Although the ValueAct complaint will cause those shareholder activists who buy shares with an intention to engage with management and other shareholders to consider more carefully whether they are required to file for HSR clearance rather than rely upon the protection of the “passive investment” exemption, [1] the practical impact of this may be limited. Some shareholder activists do not rely on the investment intent exemption but instead structure their investments so as to not be made by a special purpose entity that would exceed the “size of person” threshold (thus enabling the entity to buy up to $312.6 million of shares before a filing would be required) and split their investments across multiple special purpose entities to avoid an HSR filing while they acquire large stakes in the target company.
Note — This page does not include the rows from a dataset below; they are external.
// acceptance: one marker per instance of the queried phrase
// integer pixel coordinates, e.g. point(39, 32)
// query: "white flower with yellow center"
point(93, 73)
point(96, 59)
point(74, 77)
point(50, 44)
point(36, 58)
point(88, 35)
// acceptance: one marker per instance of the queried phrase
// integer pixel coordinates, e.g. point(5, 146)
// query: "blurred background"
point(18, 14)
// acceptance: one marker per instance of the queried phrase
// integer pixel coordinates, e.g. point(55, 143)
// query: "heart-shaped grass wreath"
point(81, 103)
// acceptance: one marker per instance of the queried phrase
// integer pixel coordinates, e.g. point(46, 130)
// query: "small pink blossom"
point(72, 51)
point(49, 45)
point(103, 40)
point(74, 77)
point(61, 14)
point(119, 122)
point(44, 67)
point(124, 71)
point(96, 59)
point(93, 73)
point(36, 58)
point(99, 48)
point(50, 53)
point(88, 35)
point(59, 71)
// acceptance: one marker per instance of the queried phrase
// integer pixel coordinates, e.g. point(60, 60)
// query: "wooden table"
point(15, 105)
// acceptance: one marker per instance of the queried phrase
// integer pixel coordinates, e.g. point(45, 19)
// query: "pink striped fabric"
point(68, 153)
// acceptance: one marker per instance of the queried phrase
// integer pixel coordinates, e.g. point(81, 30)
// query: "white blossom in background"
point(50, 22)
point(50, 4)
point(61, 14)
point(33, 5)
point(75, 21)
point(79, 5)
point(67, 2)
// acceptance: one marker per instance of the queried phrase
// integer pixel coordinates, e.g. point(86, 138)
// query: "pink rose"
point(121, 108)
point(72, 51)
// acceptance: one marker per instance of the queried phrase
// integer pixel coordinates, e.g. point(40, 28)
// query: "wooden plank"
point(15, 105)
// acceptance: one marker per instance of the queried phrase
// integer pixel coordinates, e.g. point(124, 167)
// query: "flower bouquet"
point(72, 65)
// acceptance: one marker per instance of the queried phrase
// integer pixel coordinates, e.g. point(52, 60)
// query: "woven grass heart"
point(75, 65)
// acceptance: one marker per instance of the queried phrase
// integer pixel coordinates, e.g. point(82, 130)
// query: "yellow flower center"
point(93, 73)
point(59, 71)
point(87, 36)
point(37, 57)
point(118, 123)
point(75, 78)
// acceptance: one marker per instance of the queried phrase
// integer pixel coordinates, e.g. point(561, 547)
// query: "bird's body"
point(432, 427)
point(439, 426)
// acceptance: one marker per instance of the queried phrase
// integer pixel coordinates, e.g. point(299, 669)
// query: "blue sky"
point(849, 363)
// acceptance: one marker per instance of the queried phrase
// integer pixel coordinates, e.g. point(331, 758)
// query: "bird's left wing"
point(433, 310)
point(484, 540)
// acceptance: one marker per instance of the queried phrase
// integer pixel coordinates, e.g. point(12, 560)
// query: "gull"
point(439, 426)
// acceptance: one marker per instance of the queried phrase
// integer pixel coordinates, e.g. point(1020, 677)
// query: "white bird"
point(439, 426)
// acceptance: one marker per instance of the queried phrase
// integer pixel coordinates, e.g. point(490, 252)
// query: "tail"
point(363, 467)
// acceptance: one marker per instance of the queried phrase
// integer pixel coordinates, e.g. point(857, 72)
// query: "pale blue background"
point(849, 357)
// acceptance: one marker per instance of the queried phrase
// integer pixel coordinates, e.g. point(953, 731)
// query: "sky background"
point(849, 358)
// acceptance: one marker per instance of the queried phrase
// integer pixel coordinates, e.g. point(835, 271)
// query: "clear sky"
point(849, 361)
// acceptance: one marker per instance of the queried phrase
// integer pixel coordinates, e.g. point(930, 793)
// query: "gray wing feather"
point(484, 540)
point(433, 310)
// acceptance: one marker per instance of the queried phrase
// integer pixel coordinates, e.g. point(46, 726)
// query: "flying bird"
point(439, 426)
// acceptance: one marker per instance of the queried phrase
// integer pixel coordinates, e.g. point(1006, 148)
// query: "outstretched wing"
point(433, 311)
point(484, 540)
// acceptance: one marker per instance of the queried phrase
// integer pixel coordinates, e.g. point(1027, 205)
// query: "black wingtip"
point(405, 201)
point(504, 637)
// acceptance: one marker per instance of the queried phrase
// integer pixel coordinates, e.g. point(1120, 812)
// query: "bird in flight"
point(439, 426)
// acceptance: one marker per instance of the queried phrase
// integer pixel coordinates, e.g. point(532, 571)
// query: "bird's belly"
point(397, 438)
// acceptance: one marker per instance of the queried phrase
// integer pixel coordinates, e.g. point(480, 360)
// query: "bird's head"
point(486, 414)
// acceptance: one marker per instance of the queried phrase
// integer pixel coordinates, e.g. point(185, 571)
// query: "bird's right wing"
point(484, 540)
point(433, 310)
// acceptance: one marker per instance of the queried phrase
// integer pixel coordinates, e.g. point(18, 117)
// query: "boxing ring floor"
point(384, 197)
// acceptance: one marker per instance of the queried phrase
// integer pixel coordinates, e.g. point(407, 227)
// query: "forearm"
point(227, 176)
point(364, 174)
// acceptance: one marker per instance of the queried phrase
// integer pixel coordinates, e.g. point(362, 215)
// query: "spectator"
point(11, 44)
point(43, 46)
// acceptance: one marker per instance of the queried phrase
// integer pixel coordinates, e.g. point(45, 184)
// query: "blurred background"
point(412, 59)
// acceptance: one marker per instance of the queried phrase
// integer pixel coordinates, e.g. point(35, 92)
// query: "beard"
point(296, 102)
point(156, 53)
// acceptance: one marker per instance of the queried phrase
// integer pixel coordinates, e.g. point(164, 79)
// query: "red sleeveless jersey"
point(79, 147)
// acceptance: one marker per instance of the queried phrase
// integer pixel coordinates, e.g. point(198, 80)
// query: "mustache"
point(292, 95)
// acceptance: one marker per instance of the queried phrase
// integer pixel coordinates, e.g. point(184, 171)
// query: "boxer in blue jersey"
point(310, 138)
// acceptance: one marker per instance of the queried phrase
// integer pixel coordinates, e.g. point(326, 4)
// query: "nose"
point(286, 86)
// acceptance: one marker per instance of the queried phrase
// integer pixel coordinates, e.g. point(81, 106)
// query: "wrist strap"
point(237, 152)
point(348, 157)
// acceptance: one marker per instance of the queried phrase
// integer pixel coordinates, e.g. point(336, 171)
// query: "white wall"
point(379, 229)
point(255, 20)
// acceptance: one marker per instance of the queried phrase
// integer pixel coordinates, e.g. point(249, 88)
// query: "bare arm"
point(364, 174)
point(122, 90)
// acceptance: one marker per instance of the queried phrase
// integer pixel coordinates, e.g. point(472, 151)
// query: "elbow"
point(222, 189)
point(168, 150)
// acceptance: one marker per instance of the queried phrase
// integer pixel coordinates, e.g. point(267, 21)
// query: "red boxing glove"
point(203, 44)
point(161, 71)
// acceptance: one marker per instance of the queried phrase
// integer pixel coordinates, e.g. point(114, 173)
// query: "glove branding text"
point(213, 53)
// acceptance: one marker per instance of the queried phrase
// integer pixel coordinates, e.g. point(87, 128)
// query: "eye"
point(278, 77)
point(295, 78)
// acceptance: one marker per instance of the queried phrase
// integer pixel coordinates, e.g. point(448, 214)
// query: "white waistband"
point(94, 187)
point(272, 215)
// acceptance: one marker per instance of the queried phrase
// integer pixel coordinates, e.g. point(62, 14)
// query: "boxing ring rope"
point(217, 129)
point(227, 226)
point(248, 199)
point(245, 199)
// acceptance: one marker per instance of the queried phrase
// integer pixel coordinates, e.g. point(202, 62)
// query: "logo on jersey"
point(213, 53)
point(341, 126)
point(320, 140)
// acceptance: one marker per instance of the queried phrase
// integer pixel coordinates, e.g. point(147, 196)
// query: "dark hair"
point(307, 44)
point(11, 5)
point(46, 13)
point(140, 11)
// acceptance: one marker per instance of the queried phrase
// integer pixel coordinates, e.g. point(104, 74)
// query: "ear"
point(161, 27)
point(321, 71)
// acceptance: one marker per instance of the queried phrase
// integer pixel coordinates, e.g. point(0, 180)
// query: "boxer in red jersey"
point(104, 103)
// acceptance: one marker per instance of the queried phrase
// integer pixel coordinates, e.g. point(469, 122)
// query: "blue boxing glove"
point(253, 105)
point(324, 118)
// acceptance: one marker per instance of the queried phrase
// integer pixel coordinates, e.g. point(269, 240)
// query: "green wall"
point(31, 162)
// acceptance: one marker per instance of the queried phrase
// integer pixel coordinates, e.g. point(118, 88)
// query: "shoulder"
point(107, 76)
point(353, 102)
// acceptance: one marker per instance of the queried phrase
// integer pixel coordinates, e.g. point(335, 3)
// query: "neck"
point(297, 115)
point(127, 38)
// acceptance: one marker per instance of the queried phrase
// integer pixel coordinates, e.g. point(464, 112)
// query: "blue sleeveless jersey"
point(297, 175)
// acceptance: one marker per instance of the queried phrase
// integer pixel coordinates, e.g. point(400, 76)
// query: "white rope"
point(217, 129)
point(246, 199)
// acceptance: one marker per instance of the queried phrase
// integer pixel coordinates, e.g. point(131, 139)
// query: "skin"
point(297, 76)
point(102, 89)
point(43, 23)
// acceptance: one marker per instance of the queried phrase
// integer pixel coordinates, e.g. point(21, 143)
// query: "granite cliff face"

But, the ValueAct complaint should serve as a reminder to institutional investors that have traditionally considered themselves to be passive investors for HSR purposes. In the past, we have noted how institutional investors, which have typically engaged in quiet outreach, are taking an increasingly active and public role on corporate governance matters, and we have observed that the line between shareholder activists and institutional investors is blurring. Once an institutional or similar traditionally passive investor crosses the line—either by cooperating with shareholder activists in certain situations or by taking an increasingly assertive role with its portfolio companies—such an institution will have to examine whether it can claim to have a truly “passive” intent at the time of any future share purchases. It is important to note that this determination is often not a “one time” consideration given the frequent portfolio rebalancing and other holding changes of traditional institutional investors. For example, if the investor loses its “investment intent,” the subsequent acquisition of any additional shares may require a filing if the investor’s total holdings will exceed the applicable HSR threshold. Although an HSR filing, in the absence of substantive antitrust issues, is unlikely to significantly delay the strategy of a shareholder activist or a traditional institutional investor, it does involve notification of the target company, could chill cooperation among shareholder activists and institutional investors somewhat and certainly adds an important compliance component to their planning.


[1] The ValueAct complaint is also consistent with the DOJ/FTC enforcement action against Dan Loeb’s Third Point fund last year.